Parents can lessen negative effects of child custody disputes

On Behalf of | Jun 15, 2017 | Child Custody

Coming to the end of a marriage is never a simple or easy matter, even when both parties are absolutely certain that divorce is the best course of action. For those in Texas who share children, it can be hard to know how to make the process of divorce easier for the younger members of the family. What decades of research has made clear is that divorce and child custody disputes can weigh heavily on children, and can have lasting negative consequences. Fortunately, parents can help reduce the negative impact that their divorce may have on their kids.

Researchers have long known that kids who go through divorce have higher rates of anxiety, depression, problems at school and other social issues as compared with kids who live in intact families. What has recently become clear, however, is that it may not be the divorce itself that leads to issues, but rather how the parents handle their shifting relationship. Those who are able to transition gracefully from spouses to co-parents can make the process far easier on themselves and their children.

What many parents fail to realize is that their kids are paying close attention to their parents during the course of a divorce. That means that parents are modeling dispute resolution, conflict management and how to remain resilient in the face of challenges. Children will learn from those lessons, and will apply that learning to their own struggles, both during childhood and as adults.

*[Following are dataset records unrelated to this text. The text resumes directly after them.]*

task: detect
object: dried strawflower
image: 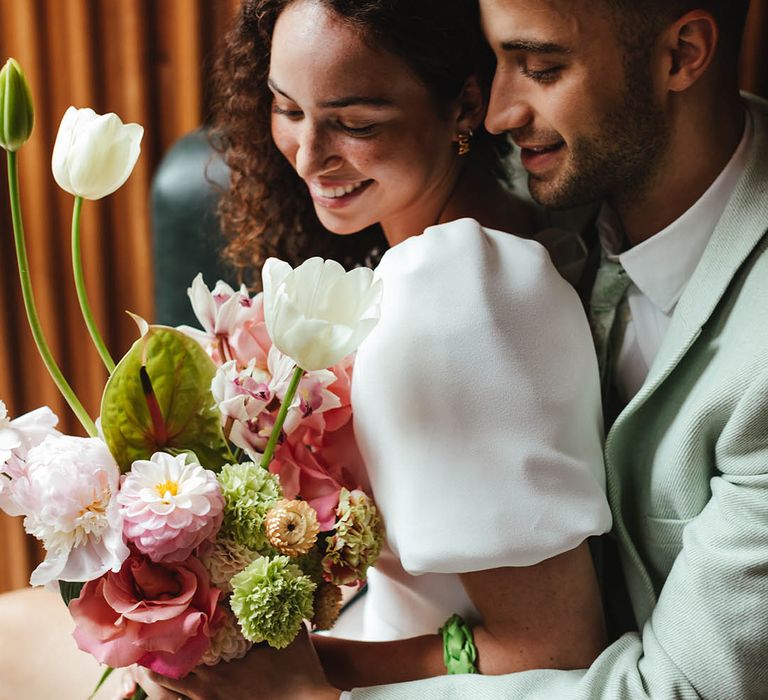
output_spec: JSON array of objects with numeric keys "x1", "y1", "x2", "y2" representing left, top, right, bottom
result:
[{"x1": 265, "y1": 499, "x2": 320, "y2": 557}]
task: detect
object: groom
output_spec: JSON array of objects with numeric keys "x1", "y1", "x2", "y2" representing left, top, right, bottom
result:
[
  {"x1": 355, "y1": 0, "x2": 765, "y2": 697},
  {"x1": 341, "y1": 0, "x2": 768, "y2": 698}
]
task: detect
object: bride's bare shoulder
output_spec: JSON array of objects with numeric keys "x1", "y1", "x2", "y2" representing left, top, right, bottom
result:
[{"x1": 442, "y1": 162, "x2": 536, "y2": 239}]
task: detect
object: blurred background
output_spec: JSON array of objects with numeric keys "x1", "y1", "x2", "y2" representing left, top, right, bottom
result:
[{"x1": 0, "y1": 0, "x2": 766, "y2": 593}]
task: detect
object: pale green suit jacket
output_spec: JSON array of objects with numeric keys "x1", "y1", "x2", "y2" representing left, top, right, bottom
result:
[{"x1": 352, "y1": 94, "x2": 768, "y2": 700}]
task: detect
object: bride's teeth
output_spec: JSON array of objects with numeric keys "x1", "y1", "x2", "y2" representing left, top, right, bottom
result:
[{"x1": 315, "y1": 181, "x2": 366, "y2": 199}]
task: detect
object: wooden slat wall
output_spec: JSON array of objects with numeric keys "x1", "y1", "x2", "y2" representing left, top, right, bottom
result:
[
  {"x1": 0, "y1": 0, "x2": 240, "y2": 593},
  {"x1": 0, "y1": 0, "x2": 765, "y2": 593}
]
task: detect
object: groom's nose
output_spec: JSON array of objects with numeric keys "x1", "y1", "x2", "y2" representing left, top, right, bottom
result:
[{"x1": 485, "y1": 73, "x2": 534, "y2": 135}]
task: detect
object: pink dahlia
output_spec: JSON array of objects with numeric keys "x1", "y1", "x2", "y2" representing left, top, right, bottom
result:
[
  {"x1": 119, "y1": 452, "x2": 224, "y2": 562},
  {"x1": 70, "y1": 553, "x2": 224, "y2": 678}
]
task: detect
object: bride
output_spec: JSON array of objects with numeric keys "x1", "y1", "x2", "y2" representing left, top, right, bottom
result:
[{"x1": 138, "y1": 0, "x2": 611, "y2": 695}]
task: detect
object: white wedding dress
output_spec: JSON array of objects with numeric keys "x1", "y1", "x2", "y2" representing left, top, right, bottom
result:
[{"x1": 346, "y1": 218, "x2": 612, "y2": 641}]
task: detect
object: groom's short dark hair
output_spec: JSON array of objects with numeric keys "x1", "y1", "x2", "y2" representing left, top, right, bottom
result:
[{"x1": 605, "y1": 0, "x2": 750, "y2": 61}]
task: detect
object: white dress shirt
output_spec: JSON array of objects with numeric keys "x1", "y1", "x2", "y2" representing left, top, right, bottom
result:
[{"x1": 598, "y1": 109, "x2": 753, "y2": 402}]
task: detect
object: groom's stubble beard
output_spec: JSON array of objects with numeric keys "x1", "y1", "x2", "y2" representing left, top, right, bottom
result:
[{"x1": 520, "y1": 49, "x2": 671, "y2": 211}]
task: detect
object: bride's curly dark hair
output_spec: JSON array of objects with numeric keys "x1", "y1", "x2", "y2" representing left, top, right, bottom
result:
[{"x1": 210, "y1": 0, "x2": 511, "y2": 288}]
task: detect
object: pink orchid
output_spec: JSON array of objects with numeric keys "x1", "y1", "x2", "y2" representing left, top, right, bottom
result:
[
  {"x1": 177, "y1": 274, "x2": 262, "y2": 365},
  {"x1": 70, "y1": 554, "x2": 224, "y2": 678},
  {"x1": 211, "y1": 360, "x2": 272, "y2": 423},
  {"x1": 268, "y1": 346, "x2": 343, "y2": 435},
  {"x1": 228, "y1": 411, "x2": 276, "y2": 460},
  {"x1": 218, "y1": 346, "x2": 347, "y2": 459}
]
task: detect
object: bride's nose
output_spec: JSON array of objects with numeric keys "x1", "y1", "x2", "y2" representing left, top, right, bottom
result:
[{"x1": 295, "y1": 123, "x2": 342, "y2": 179}]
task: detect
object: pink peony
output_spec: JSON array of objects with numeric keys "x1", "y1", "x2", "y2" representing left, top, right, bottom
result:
[
  {"x1": 9, "y1": 434, "x2": 128, "y2": 586},
  {"x1": 0, "y1": 401, "x2": 60, "y2": 516},
  {"x1": 119, "y1": 452, "x2": 224, "y2": 562},
  {"x1": 70, "y1": 553, "x2": 224, "y2": 678}
]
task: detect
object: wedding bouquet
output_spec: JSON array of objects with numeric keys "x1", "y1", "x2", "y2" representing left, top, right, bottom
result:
[{"x1": 0, "y1": 58, "x2": 384, "y2": 693}]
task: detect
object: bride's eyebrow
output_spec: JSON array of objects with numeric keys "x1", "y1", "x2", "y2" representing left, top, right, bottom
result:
[
  {"x1": 319, "y1": 95, "x2": 395, "y2": 109},
  {"x1": 268, "y1": 78, "x2": 394, "y2": 109}
]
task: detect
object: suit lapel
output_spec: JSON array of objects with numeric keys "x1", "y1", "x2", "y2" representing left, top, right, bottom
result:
[{"x1": 609, "y1": 94, "x2": 768, "y2": 438}]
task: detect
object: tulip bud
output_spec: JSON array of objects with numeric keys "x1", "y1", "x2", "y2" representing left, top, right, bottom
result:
[
  {"x1": 52, "y1": 106, "x2": 143, "y2": 200},
  {"x1": 0, "y1": 58, "x2": 35, "y2": 152}
]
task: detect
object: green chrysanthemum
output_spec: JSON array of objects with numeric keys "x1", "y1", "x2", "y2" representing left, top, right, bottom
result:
[
  {"x1": 322, "y1": 488, "x2": 384, "y2": 586},
  {"x1": 218, "y1": 462, "x2": 282, "y2": 550},
  {"x1": 230, "y1": 555, "x2": 316, "y2": 648}
]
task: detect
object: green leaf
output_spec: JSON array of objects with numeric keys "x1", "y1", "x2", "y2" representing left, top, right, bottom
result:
[
  {"x1": 58, "y1": 579, "x2": 84, "y2": 606},
  {"x1": 100, "y1": 323, "x2": 231, "y2": 472}
]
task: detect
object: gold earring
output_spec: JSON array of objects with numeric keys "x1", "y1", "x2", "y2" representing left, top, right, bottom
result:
[{"x1": 457, "y1": 129, "x2": 473, "y2": 156}]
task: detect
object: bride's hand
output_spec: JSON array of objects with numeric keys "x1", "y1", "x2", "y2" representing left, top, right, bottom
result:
[{"x1": 133, "y1": 628, "x2": 340, "y2": 700}]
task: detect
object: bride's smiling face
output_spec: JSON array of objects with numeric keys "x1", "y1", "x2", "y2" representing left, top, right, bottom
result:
[{"x1": 268, "y1": 0, "x2": 462, "y2": 244}]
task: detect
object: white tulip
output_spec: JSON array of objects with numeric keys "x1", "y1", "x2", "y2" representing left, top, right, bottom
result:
[
  {"x1": 262, "y1": 257, "x2": 382, "y2": 371},
  {"x1": 51, "y1": 106, "x2": 143, "y2": 200}
]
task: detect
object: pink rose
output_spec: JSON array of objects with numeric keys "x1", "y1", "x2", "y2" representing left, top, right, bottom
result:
[
  {"x1": 320, "y1": 355, "x2": 354, "y2": 433},
  {"x1": 229, "y1": 311, "x2": 272, "y2": 368},
  {"x1": 70, "y1": 554, "x2": 223, "y2": 678}
]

Parents in Texas and beyond should make every effort to move through their divorce with as much cooperation and collaboration as possible. Even when it seems like the children are being shielded from the divorce and child custody process, they are absorbing a great deal of information about the change in their family’s structure. Modeling positive behaviors can have a lasting impact on how kids move through this time in their lives, and in how they shape their own adult relationships.